The work has a complex genesis. Originally, Strauss's collaborator Hugo von Hofmannsthal had the idea of reviving Molière's 1670 play Le bourgeois gentilhomme, simplifying its plot, introducing a commedia dell'arte troupe, adding incidental music, and concluding what would be a long evening with a newly written one-act opera called Ariadne auf Naxos. This idea did materialize, as planned, in Stuttgart on 25 October 1912. But it was apparent that the result was too long and expensive and that many in the audience for the play were uninterested in the opera, and vice versa. Strauss and Hofmannsthal accordingly opted to separate the two works entirely. In the case of the opera, this meant Strauss composing a new “Prologue” for it to explain the presence of the comedians. (The revised Ariadne auf Naxos premiered four years later and has been a success ever since.) As regards the play, Hofmannsthal devised an ending closer to Molière's original, with Strauss adding to his existing incidental music to support the new conclusion. This premiered in 1917.

An adaptation of Moliere's play by Peter Ustinov was presented and recorded in 1997 with Ustinov narrating and playing the parts, incorporating Strauss's music.

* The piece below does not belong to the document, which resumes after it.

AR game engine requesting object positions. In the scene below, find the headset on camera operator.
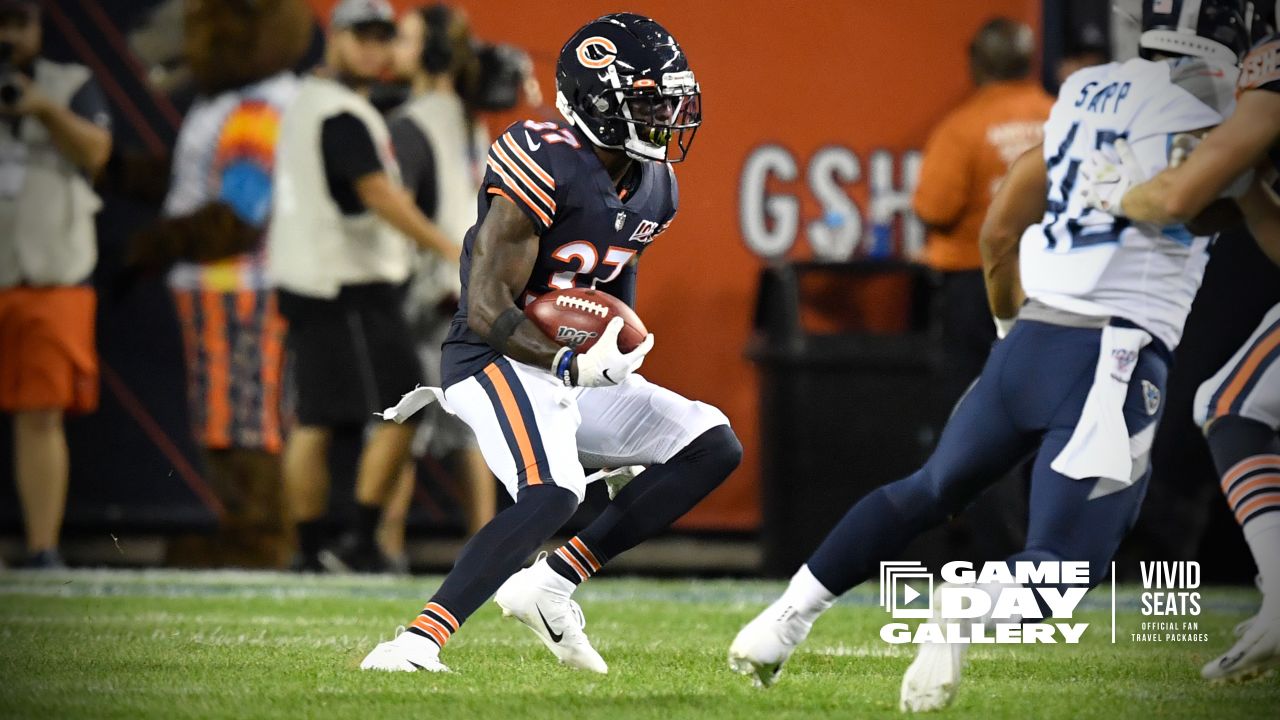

It was from the now-lengthened incidental music that Strauss compiled his orchestral suite. He finished this task on Christmas Day 1917, and the resulting concert work received its premiere in Berlin on 9 April 1918 with Strauss himself conducting. The suite lasts half an hour and is in nine sections:
1. Ouverture (Overture)
2. Menuett (Minuet)
3. Der Fechtmeister (The Fencing Master)
4. Auftritt und Tanz der Schneider (Entry and Dance of the Tailors)
5. Menuett des Lully (Lully's Minuet)
6. Courante
7. Auftritt des Cléonte (Entry of Cléonte; after Lully)
8. Vorspiel (Intermezzo)
9. Das Diner (The Dinner)

Omitted from the suite were ballets added for the 1917 version of the play: one for sylphs, another for pretend-Turks. Strauss's Opus 60 is unusual among his works in having a distinct baroque flavor. In fact he based sections 5 to 7 on music by Jean-Baptiste Lully, who had provided the original incidental music in 1670 and was as much a collaborator with Molière as Strauss and Hofmannsthal were centuries later. The few other so-called Neo-Classical works by Strauss also found inspiration in the French Baroque: his 1923 Dance suite after keyboard pieces by François Couperin and his 1942 Divertimento for chamber orchestra after keyboard pieces by Couperin, Opus 86.

==Instrumentation==

- Woodwind: 2 flutes (1 doubling piccolo), 2 oboes (2 with English horn), 2 clarinets, 2 bassoons (2nd doubling contrabassoon)
- Brass: 2 horns, 1 trumpet, 1 bass trombone
- Percussion: timpani and 3 players playing cymbals, tambourine, triangle, bass drum, snare drum, glockenspiel
- Keyboard: piano
- Strings: harp, violins, violas, cellos, double basses

==Sources==
- Program notes by Stephen Rose to Christopher Hogwood's recording with the Kammerorchester Basel (Arte Nova Classics 82876 61103-2)
- David Nice "Between Two Worlds" pp. 13–18 of the programme to the 2008 Royal Opera House production of Ariadne auf Naxos.
- Trenner, Franz. Richard Strauss Chronik, Verlag Dr Richard Strauss Gmbh, Wien, 2003. ISBN 3-901974-01-6.